Trying to capture everything you see with the camera is difficult. Setting up a nice picture isn’t so hard, but capturing the place is, especially if you want to paint it later and recreate the atmosphere of the day. So the things I wanted to get were the buildings, not just the landmarks but the character of the whole architecture of the area, old and colorful and decorative. The sky, which had some great stormy clouds and some nice bits of light where the sun was trying to peek through was also an important part as well as the reflections in the puddles. Then there were the people. The umbrellas were one thing, what is it about paintings of city streets filled with umbrellas that is so appealing? But these umbrellas were of all different colors and patterns which made the dreariness of the day brighter. There were people who looked like they were on their way to a meeting, others shopping and then there were couples lending romance to the scene. So in spite of the weather, this was a lively place, full of activity of all sorts. And clearly, more than any snapshot can show.
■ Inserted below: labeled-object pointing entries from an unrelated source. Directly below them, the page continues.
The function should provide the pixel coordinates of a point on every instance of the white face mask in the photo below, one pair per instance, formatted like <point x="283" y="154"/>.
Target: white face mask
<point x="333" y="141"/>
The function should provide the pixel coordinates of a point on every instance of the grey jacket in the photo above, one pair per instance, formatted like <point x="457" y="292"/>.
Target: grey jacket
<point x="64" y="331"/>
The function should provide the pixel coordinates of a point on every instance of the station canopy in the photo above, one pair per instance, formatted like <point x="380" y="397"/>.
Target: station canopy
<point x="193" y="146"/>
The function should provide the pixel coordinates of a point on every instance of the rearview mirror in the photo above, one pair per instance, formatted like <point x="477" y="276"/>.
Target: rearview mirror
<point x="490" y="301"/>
The Piazza del Popolo, or “People’s Square” was designed much the way St. Peter’s Square was, as two semi-circles. The churches, Santa Maria in Montesanto (built 1662-75) and Santa Maria dei Miracoli( built 1675-79) stand on ether side of two of the three roads which converge at the square. That view, of the two identical churches while impressive and very beautiful, but it wasn’t what I wanted to paint. It was when I saw the couple sharing a red umbrella in front of the church on the left that I saw a painting. Capturing that picture, without seeming like I was taking a picture of that couple (which I was) was tricky. So, ever so inconspicuously I got them, the church, and a bit of the sky. The bonus things my camera got were the couple coming along to my right, and all the other folks attending to their business.